L’école auto satisfaite de la raide application de ses programmes stéréotypés? La famille éclatée et intimement imbriquée pour la plupart dans un quotidien laborieux et dans le consumérisme dévastateur ? Les médias à la communication pléthorique qui noie le prioritaire dans un océan de superficialités désarmantes? Les associations et mouvements humanistes ou écologistes aux moyens trop limités pour diffuser leurs messages ou percoler leur attitude exemplaire au plus grand nombre? L’église discréditée par la perte d’autorité accumulée au cours des siècles? Comme toutes les généralisations, la mienne est abusive et ne reflète pas les différents courants qui la traversent. Cependant ces raccourcis faciles donnent la tonalité dominante, même si des notes discordantes se font entendre et corrigent peu ou prou cette homogénéité de façade qui n’augure pas beaucoup de potentialités à apporter ce supplément d’âme qui fait défaut à ceux qui en auraient besoin pour ancrer leur conviction dans l’action.

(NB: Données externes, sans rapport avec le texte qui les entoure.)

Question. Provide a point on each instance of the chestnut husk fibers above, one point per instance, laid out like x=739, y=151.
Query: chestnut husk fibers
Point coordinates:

Et même si l’éducation pesait plus lourd que mon scepticisme le laisse penser et faisait grossir les rangs des adeptes de la simplicité volontaire, comment imaginer qu’elle puisse faire contrepoids aux puissances d’argent qui séduisent les masses par leur promesse d’une vie facile accessible à tous grâce au confort matériel.

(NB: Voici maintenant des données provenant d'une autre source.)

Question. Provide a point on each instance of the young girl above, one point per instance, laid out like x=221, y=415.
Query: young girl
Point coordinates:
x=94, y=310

Sortie de secours fermée de l’intérieur

La contrainte, forte d’obligations et ďinterdictions légales, pourrait-elle prendre le relais de la persuasion déficiente par carence éducative ? Passage de témoin improbable au vu des élections récentes qui ont proclamé vainqueurs, un peu partout dans le monde et même chez nous en Flandre, des nationalistes, des extrémistes de droite, des tenants d’un libéralisme doctrinairement productiviste, des antisystémistes, tous soucieux, sauf ces derniers imprévisibles dans leur trajectoire future, de brimer tout élan écologiste contraire à leur suprématie statutaire acquise ou promise, garante de la soi-disante pérennisation des privilèges engrangés. Votes-reflets des préoccupations sociétales d’une majorité qui n’a pas pris la mesure du danger, ni du lien intime et incontournable entre tous les secteurs d’activité et l’écologie qui à coup sûr les chapeautera à court ou moyen terme.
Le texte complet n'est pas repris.